The Analysis Group will perform for the Investors' Committee
specific services including the following:

Analyze the debtors' transactions to determine the nature of
those transactions and the creditors' compliance with the
requirements of the documents supporting the transactions and
industry standards;

Educate counsel on the he nature of the debtors' transactions and
securities industry practices;

Assist counsel in evaluating debtors' business practices and the
business practices of the creditors;

Assist generally in the analysis of financial issues related to
the investigation;

Assist counsel in the evaluation and formulation of causes of
action held by the debtors' estates and in the preparation of the

Testify at the show cause hearing and other hearings on issues
relevant to the Investigation;

The billing rate for principals of the Group range from $325 per
hour to $500 per hour.  The billing rate for Mr.
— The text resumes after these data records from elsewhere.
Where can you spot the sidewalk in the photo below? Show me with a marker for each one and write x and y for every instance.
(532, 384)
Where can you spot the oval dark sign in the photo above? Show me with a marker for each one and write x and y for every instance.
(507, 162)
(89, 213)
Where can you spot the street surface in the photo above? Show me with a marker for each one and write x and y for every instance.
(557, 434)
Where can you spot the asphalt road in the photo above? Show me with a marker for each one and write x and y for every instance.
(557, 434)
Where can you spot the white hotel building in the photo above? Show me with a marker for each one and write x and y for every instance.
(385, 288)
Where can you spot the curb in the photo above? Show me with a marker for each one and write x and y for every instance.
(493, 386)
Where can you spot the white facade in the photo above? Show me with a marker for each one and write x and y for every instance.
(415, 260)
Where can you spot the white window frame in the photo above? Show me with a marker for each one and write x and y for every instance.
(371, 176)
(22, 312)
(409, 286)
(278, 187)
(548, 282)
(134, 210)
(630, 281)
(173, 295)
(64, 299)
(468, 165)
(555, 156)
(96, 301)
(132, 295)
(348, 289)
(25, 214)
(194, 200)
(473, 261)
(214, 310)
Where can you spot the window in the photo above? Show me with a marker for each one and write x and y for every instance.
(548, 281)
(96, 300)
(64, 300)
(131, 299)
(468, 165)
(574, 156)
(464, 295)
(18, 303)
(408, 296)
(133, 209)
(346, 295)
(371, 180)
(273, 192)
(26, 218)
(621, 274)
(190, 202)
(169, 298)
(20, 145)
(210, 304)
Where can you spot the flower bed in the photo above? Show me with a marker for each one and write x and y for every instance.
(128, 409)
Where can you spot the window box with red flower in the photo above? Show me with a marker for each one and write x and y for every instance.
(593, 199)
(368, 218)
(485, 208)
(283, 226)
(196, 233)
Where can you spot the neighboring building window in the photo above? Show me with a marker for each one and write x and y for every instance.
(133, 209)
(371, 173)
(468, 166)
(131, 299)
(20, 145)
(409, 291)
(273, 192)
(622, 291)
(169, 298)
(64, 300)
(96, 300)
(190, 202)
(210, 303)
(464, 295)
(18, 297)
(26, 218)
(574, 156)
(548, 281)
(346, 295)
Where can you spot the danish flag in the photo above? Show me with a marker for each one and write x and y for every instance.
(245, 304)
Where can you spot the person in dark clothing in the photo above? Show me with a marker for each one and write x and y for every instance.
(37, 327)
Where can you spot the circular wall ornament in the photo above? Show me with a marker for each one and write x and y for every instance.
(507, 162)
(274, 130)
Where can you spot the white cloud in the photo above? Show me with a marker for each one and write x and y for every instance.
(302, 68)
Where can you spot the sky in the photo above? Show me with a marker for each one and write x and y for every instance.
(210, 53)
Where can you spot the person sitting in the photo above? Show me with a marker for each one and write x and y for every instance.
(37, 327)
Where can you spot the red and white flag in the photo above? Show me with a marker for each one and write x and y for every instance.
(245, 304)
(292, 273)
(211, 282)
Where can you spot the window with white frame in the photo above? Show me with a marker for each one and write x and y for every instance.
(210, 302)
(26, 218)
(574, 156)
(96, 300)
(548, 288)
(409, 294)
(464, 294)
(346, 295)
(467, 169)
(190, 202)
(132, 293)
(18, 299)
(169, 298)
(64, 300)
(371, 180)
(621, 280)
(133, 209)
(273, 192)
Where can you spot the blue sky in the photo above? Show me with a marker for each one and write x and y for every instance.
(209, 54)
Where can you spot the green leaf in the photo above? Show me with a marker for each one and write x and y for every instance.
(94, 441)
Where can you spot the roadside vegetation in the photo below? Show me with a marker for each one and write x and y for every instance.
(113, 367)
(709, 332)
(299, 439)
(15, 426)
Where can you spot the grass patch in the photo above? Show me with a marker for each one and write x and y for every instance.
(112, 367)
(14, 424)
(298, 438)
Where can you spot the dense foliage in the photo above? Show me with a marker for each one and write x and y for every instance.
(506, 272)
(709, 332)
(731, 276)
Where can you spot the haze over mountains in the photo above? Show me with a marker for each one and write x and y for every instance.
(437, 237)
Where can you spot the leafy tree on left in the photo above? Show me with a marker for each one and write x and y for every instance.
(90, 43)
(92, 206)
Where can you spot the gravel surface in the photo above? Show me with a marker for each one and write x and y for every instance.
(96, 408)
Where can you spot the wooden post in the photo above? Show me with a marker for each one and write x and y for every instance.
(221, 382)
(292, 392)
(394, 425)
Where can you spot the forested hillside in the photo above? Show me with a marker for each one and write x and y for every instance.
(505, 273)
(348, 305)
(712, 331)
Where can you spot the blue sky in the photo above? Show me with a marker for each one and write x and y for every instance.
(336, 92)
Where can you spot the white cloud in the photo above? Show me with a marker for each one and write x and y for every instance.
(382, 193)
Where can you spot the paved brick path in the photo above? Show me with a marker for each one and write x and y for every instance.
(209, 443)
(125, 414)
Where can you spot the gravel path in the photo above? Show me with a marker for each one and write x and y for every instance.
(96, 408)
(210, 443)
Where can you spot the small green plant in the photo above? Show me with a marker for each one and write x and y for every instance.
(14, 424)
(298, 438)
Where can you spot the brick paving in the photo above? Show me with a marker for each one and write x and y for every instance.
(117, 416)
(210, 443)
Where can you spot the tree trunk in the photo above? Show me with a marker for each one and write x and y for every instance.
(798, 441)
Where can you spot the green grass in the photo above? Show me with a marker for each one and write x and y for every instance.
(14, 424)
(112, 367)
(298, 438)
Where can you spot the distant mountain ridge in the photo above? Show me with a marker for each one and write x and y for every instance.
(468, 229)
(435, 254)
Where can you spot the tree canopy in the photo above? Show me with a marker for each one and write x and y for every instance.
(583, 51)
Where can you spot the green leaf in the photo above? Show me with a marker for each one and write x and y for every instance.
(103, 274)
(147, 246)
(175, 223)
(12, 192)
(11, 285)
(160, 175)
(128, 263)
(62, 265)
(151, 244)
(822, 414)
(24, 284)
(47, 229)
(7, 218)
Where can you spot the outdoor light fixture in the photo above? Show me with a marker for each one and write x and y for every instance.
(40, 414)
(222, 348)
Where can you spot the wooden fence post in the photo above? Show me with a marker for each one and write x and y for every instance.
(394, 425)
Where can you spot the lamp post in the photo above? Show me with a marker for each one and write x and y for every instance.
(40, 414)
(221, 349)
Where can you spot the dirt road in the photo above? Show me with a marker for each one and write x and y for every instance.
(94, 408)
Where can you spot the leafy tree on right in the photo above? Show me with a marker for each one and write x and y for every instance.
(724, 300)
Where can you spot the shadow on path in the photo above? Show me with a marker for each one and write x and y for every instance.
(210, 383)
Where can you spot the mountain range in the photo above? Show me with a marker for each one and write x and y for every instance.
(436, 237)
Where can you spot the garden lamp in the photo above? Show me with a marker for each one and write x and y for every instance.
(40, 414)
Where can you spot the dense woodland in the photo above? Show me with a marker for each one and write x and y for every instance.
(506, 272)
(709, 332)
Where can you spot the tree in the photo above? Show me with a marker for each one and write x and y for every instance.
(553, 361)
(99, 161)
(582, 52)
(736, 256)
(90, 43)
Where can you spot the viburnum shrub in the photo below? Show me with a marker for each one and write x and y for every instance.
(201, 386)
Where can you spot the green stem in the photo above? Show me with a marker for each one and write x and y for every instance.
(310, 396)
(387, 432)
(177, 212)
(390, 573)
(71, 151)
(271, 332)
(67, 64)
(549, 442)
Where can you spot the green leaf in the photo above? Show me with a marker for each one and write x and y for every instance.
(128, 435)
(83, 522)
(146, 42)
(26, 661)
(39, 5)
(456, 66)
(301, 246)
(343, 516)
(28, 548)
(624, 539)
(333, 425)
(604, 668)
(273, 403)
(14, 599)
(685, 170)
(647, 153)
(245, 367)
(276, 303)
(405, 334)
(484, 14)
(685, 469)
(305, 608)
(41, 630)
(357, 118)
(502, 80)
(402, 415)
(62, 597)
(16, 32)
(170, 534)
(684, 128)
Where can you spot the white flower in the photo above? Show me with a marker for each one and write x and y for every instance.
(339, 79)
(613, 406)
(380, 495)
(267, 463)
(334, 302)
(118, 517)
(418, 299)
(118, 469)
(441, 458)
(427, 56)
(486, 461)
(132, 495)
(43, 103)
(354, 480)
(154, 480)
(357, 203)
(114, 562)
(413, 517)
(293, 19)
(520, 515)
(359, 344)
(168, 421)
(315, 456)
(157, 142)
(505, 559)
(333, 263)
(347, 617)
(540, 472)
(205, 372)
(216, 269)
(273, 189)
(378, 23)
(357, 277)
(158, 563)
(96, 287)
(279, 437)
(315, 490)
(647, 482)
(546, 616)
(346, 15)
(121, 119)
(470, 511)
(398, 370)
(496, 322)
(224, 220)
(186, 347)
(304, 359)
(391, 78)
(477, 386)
Weiner is $350
per hour.

MERRY-GO-ROUND: How to Avoid Tax on $185 Million Settlement
Deborah Hunt Devan, the Chapter 7 Trustee overseeing the
liquidation of Merry-Go-Round Enterprises, Inc., tells the
bankruptcy court in Baltimore that her tax advisors say the
entire $185,000,000 settlement extracted from Ernst & Young is
subject to federal income tax notwithstanding MGR's tax loss
carryforwards which exceed that amount.  Never at a loss for
creativity, however, Ms. Devan tells the Court that she has a
plan designed to skirt the alternative minimum tax liability.  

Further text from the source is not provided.